Our desires are designed to move through us easily and fluidly, from the inner world of our thoughts and feelings to the external world of form. The energy of a fresh desire is contagious, attractive, and magnetizes to itself the very components that aid in its full manifestation. You know this to be true, for you've experienced many times in your life when something you wanted simply fell into place, or when an opportunity presented itself that felt exactly right. It could be something huge or something incredibly small, but the joy in life is experienced in these moments of effortless manifestation of desire.
Our desires are meant to feel good to us, to inspire us to become better, more expansive, more joyful versions of ourselves. And when we meet our desires with eagerness and positive expectation - they manifest easily, effortlessly, and we enjoy every stage of their unfolding.
Here are the 7 steps for manifesting any desire:
Step 1: Use the contrast of what you don't want to clarify what you do.
Most of our desires are impure. And by this, I don't mean they're hedonistic, immoral, or evil. In fact, I believe that every desire that arises in our hearts is evolutionary, divinely inspired, and worthy of being realized in full. Purity of desire refers to the dominant emotions, or energy, that arises within us when we contemplate it.

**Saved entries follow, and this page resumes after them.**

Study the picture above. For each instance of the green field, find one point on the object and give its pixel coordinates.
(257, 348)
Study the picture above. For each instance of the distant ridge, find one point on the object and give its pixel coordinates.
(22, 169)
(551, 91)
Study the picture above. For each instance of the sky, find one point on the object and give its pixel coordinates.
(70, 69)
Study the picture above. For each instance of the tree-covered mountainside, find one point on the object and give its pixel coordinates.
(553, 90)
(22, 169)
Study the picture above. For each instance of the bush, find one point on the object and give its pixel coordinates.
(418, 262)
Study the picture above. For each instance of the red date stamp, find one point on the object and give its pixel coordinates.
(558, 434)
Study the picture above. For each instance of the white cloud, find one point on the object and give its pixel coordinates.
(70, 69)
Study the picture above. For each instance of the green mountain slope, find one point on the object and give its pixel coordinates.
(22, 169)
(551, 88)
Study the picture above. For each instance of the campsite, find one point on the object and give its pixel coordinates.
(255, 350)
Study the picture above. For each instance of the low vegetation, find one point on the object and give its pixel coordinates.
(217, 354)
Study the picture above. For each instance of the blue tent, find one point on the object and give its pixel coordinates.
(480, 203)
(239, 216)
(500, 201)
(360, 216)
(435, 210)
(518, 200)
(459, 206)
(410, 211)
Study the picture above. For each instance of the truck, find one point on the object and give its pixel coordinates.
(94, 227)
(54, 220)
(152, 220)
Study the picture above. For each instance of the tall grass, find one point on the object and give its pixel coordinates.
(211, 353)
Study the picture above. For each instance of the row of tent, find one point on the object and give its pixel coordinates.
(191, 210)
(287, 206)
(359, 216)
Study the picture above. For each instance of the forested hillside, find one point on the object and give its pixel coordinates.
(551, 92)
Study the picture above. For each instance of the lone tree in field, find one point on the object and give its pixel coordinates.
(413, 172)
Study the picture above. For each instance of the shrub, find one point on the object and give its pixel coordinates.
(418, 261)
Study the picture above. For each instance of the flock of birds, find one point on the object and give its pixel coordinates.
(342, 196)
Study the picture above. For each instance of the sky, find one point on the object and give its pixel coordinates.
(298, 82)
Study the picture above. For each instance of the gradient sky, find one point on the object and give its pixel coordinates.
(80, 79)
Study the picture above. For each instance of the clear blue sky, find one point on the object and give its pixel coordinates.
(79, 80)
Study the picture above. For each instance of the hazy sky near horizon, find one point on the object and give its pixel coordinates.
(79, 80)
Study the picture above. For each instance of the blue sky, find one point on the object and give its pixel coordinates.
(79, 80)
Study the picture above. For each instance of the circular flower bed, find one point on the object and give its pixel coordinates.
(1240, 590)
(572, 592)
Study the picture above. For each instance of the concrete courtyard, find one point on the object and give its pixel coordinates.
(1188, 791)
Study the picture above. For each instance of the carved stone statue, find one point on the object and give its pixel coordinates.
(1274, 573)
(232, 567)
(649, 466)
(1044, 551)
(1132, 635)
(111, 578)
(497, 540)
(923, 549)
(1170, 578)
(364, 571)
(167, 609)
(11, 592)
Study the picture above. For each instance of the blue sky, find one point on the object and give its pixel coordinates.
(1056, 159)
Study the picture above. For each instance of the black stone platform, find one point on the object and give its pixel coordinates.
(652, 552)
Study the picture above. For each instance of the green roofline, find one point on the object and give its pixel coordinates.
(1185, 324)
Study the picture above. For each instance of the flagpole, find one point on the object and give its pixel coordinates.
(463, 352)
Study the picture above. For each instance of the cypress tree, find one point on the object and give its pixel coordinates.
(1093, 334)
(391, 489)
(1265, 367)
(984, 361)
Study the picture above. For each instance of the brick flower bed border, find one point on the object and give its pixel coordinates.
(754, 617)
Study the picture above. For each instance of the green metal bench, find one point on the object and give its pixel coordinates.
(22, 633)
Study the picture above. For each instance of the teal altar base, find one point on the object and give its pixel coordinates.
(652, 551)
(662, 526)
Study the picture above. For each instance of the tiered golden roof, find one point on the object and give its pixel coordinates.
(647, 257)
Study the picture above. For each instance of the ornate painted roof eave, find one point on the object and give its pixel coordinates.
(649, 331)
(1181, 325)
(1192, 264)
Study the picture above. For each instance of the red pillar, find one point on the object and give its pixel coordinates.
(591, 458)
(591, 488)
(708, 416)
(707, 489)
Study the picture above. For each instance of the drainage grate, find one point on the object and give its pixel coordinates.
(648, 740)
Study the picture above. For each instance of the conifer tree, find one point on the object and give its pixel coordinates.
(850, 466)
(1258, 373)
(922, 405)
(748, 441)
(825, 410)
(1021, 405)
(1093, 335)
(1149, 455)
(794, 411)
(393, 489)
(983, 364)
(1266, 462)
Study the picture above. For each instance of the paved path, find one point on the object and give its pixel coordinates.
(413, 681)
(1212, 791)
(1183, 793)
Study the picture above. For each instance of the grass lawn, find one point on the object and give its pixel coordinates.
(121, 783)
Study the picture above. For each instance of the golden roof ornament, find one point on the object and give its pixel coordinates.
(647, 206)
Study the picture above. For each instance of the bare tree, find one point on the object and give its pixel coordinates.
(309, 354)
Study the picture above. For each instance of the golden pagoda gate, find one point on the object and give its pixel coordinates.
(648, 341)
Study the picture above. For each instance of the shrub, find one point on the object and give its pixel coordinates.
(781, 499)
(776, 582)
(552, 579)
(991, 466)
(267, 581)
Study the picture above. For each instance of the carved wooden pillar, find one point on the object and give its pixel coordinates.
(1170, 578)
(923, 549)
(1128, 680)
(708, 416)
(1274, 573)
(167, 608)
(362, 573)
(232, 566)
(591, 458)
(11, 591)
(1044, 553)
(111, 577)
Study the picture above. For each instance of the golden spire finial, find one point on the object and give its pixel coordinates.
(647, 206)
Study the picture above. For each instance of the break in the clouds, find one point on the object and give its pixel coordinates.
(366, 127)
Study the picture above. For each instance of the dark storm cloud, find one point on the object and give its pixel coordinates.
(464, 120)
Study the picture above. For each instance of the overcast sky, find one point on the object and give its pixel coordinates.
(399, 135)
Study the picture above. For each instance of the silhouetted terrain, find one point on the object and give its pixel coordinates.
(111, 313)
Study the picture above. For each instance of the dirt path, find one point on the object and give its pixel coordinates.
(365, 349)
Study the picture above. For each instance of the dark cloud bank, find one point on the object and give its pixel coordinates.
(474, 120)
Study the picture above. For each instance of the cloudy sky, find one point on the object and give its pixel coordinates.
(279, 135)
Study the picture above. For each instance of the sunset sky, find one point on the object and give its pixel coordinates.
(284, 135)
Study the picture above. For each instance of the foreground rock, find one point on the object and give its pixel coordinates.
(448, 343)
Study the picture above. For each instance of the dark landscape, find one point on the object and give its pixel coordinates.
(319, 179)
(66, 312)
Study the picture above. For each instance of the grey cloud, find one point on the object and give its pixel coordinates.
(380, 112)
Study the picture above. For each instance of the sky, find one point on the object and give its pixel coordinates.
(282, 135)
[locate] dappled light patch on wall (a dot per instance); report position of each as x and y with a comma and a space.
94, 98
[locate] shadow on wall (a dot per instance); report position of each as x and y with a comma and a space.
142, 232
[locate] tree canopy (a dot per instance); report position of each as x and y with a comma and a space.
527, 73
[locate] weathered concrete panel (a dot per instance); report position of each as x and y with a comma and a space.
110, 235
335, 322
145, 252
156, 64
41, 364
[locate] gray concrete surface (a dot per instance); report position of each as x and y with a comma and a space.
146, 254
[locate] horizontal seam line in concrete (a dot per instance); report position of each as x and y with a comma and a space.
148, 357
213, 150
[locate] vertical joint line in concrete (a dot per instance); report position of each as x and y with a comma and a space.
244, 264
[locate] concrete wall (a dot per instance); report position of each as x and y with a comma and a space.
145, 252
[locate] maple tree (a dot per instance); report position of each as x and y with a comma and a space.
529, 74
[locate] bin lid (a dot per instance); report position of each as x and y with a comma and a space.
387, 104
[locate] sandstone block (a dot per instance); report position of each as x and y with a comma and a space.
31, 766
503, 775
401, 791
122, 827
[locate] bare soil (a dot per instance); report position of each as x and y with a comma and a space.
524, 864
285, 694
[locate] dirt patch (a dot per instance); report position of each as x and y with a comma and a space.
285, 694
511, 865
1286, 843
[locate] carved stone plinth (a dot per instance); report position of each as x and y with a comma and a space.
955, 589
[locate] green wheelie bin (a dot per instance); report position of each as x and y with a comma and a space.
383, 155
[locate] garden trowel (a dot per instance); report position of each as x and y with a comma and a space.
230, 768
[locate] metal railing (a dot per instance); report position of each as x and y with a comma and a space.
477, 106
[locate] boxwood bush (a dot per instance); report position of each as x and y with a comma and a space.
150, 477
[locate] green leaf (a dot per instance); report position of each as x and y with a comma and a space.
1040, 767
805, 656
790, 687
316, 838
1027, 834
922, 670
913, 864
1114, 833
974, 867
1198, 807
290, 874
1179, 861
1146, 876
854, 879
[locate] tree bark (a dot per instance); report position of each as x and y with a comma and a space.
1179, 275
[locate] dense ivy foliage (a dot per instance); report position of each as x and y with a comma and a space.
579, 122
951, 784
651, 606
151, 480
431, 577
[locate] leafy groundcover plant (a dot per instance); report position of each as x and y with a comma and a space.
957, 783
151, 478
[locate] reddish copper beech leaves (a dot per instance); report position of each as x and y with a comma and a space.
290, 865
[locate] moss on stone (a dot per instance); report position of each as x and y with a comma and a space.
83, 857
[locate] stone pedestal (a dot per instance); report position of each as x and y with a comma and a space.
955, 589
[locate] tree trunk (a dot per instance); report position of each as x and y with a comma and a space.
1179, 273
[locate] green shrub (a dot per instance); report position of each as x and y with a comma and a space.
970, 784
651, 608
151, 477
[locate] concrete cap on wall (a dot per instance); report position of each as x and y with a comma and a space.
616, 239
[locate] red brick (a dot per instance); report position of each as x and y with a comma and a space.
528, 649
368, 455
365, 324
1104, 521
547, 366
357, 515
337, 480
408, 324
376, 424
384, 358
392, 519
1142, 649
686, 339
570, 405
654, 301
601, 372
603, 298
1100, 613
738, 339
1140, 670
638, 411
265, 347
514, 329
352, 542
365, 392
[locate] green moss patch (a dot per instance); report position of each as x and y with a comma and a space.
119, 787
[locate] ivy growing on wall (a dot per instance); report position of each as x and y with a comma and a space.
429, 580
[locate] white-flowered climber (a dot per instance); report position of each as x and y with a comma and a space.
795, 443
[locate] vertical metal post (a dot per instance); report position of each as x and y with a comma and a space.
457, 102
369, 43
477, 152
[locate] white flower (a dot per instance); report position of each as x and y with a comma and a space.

Most people don't realize that when they contemplate their important desires, their energy is convoluted or split. Understanding split energy is simple: It means that a certain portion of our energy is devoted to wanting whatever it is we want, but an equal or greater amount of energy is focused in the direction of what we don't want.
For example, imagine you have a desire to lose 15 pounds. If your relationship to this desire was clear and energetically pure, you would focus only on the realization of this goal. Your mind would offer creative ways to alter your food intake and increase your activity level, and you'd happily look forward to reaching your ideal weight.
But most of us have a contradicted, or impure relationship with our desires. Yes, we think about our weight loss goal, and yes, maybe we feel some positive expectation about finally shedding the excess pounds. But mixed in with our desire to create what we do want is an acute awareness of all the things we don't want.
We don't want to agonize over what to wear or struggle to fit into our clothes. We don't want our self-confidence to suffer. We don't want to worry constantly about what to eat or not eat. Perhaps we've been trying to fulfill this desire for a long time, and we don't want to fail again.